MtGSTF7 is not involved in PA accumulation in A. thaliana. (A) Phylogenetic tree of MtGSTF7 proteins and other anthocyanin accumulation related-GSTs. MtGSTF7 is the homolog of AtTT19. Neighbor-Joining tree was constructed by the software MEGA 6.06 using the p-distance amino acid substitution model with 1000 bootstrap repetitions, and displayed using the online tool iTOL. The tree scale for branch lengths denotes genetic distance. Bootstrap values are labelled on the middle of the branch. Blue branches indicate TT19-like GSTs clade. (B) The sub-cellular localization of MtGSTF7 in N. bethamiania leaf epidermal cells (upper panels).

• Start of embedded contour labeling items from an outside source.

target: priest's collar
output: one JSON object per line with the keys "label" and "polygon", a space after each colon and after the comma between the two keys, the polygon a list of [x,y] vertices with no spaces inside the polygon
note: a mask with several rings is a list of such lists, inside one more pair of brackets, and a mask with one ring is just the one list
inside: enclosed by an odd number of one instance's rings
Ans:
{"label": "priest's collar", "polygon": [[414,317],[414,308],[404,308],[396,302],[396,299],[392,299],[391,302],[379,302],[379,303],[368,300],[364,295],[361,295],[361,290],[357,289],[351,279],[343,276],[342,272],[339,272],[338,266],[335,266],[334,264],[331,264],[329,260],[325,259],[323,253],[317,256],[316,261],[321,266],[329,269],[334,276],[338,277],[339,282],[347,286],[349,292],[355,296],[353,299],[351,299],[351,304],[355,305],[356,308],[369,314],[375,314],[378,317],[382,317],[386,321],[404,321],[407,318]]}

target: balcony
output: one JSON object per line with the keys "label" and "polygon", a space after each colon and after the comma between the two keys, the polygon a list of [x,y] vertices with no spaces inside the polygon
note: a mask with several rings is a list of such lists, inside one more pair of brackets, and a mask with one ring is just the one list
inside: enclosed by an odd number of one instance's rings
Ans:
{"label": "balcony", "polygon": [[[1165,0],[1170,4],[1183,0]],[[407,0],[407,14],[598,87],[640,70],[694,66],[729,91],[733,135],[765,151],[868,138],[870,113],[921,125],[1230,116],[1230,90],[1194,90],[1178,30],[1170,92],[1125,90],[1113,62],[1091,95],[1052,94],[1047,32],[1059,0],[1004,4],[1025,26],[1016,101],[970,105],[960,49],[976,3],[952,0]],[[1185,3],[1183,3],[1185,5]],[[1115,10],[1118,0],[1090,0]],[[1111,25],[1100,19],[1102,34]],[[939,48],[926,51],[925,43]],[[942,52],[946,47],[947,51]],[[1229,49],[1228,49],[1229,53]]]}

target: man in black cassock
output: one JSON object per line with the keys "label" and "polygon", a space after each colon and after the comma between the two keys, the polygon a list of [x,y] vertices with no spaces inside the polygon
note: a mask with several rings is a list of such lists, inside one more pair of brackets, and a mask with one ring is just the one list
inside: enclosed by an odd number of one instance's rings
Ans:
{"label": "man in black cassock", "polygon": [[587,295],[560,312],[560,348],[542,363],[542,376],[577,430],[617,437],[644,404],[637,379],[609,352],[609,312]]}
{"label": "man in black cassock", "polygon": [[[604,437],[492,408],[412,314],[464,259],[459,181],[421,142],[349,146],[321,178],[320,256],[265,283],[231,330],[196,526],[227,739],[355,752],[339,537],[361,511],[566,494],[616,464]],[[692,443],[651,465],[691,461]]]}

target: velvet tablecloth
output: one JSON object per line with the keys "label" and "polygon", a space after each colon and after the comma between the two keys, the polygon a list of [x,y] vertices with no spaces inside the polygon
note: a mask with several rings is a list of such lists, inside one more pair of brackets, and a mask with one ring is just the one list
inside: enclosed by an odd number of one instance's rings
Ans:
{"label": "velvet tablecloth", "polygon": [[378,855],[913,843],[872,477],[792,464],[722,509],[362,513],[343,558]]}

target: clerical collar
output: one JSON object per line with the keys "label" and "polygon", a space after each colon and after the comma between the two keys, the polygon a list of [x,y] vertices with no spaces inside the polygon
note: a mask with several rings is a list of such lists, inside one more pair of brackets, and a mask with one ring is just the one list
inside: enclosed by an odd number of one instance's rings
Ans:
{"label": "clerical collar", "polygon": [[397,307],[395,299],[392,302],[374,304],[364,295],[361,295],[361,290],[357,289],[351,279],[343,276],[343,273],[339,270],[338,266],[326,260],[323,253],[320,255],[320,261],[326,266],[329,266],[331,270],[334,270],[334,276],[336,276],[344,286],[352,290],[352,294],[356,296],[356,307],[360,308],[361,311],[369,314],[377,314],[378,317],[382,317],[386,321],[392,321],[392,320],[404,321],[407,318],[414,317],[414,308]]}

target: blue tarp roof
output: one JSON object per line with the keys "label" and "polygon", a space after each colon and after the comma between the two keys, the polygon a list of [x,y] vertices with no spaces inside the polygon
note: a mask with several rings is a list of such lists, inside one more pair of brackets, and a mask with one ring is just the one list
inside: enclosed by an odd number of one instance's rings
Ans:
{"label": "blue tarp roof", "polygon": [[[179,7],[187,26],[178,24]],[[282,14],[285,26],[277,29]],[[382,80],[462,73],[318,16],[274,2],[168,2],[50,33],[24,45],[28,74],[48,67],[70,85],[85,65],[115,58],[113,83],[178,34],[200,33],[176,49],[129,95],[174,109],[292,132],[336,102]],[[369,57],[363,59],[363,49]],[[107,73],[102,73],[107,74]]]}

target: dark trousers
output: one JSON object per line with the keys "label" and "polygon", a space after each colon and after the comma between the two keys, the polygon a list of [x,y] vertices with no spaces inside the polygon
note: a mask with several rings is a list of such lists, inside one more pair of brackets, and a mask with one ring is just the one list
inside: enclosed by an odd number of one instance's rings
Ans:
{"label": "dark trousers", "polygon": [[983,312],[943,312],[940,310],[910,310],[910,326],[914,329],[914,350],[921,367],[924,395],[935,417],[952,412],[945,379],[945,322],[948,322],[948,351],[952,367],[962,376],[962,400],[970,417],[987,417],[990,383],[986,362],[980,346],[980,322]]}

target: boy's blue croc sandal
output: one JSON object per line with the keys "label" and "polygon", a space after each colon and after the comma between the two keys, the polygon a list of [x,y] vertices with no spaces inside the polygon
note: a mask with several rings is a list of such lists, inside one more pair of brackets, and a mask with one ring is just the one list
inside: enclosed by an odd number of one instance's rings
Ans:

The sub-cellular location of GFP protein was used as the positive control (lower panels). The MtGSTF7-GFP signal is discontinuous around the cell membrane and the magnified images of the signal in the square areas are presented at the top right corner. Scale bars= 25 µm. (C) Phenotypes of Col-0, tt19-8, and a representative rescued tt19-8/MtGSTF7 transgenic line. Hollow red arrow heads indicate the petiole of rosette leaves. Scale bars: upper=1 cm; central=0.5 mm; lower=0.5 mm. (D) Relative transcript levels of MtGSTF7 in Col-0, tt19-8, and the rescued transgenic line. The gene AtEF1a was used as an internal control. n.d., not detected. (E) The total anthocyanins content of Col-0, tt19-8, and the rescued transgenic line. The anthocyanin content was calculated as C3G (cyanidin-3-O-glucoside) equivalents. DW, dry weight. (F) The soluble PA content of Col-0, tt19-8, and the rescued transgenic line. The soluble PA content was calculated as epicatechin equivalents. (G) The insoluble PA content of Col-0, tt19-8, and the rescued transgenic line. The insoluble PA content was calculated as procyanidin B1 equivalents. Data in (D), (E), (F) and (G) are mean values ±SD (n=3). Different letters in (E), (F) and (G) donate statistically significant differences between each other (P<0.05, Student’s t-test).

Fig. 9.

MtGSTF7, and its homologs in soybean, are not responsible for PA accumulation. (A) Phenotype of seeds (upper panel) and DMACA staining of seeds (lower panel) of WT and mtgstf7-1. (B) The soluble PA content of WT and mtgstf7-1 seeds. Scale bars=0.5 cm. (C) The insoluble PA content of WT and mtgstf7-1 seeds. The soluble PA content was calculated as epicatechin equivalents. The insoluble PA content was calculated as procyanidin B1 equivalents. DW, dry weight. Data in (B) and (C) are mean values ±SD (n=4). ‘ns’ above columns denote no statistically significant difference between mtgstf7-1 and WT (P>0.05; unpaired two-tailed Welch’s t-test). (D, E) Relative transcript levels of GmGST7a and GmGSTF7b in G. max hairy roots overexpressing GUS, R, GmTT2A, GmTT2B, and GmMYB5A. Overexpression of GUS was used as the negative control. (F, G) Relative transcript levels of GmGSTF7a and GmGSTF7b in G. max (‘Williams 82’) and transgenic plants overexpressing LAP1 and GmTT2B. Gene transcript levels were determined by qRT–PCR. The GmACTIN gene was used as the internal control. Data are mean values ±SD (n=3). n.d., not detected. GmTT2A, GmTT2B, GmMYB5A are PA activators that induce PA accumulation.